Action, 64 Minutes, 2004
This ultra-low budget (the reported budget was $2000) mockumentary marks Jenna Fischer’s [IMDB] directorial debut. I’ve said it before and I still stand by it: Jenna Fischer can do no wrong. James Gunn [IMDB] can do wrong (unlike Jenna, he’s only human) but more often than not doesn’t.
Jenna and James are a hollywood power couple with more time and money than sense. They decide to start a charity and after much deliberation decide that the best way to help (and incidentally for them to become famous) is to provide designer lollipops for the homeless. The lollipops, with uplifting slogans and custom artwork by James on the wrapper, will (they hope) “make a real change in the homeless community.”
The satire is razor edged as we watch these oblivious nitwits inform the audience about homelessness and other social issues. The vapid philanthropy is contrasted perfectly against their personal self-interest and aggrandisement. What makes the humor work is that they honestly believe that this will help; that this – lollipops for the homeless – will truly make the world a better place. These aren’t bad people but they are hilariously completely self-absorbed.
This is the definition of a pet project. Fischer and Gunn, who were married at the time, filmed the movie in their house and neighborhood. They used footage from their actual wedding, personal photography to flesh out the body of the film and clearly imposed on many famous friends for cameos. The actual quality of the film is pretty poor (having clearly used consumer equipment) but it suits the tone very well.

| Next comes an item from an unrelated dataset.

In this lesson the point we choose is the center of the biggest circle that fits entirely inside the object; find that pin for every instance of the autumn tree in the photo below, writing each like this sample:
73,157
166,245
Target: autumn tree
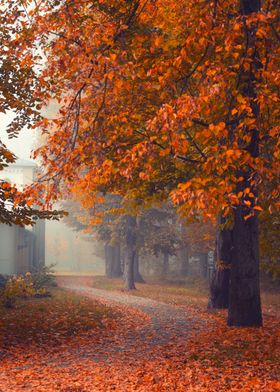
162,99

The movie is only an hour-long but any longer and it would have run a real risk of outlasting its welcome. While this can only really be considered as a hobby project it’s impressively well realized. The message may strike close to the bone to some who play at charity but they probably deserve it. I look forward to seeing more from Fischer. The movie is free at Hulu.com so all it’ll cost you to check it out is some time and bandwidth.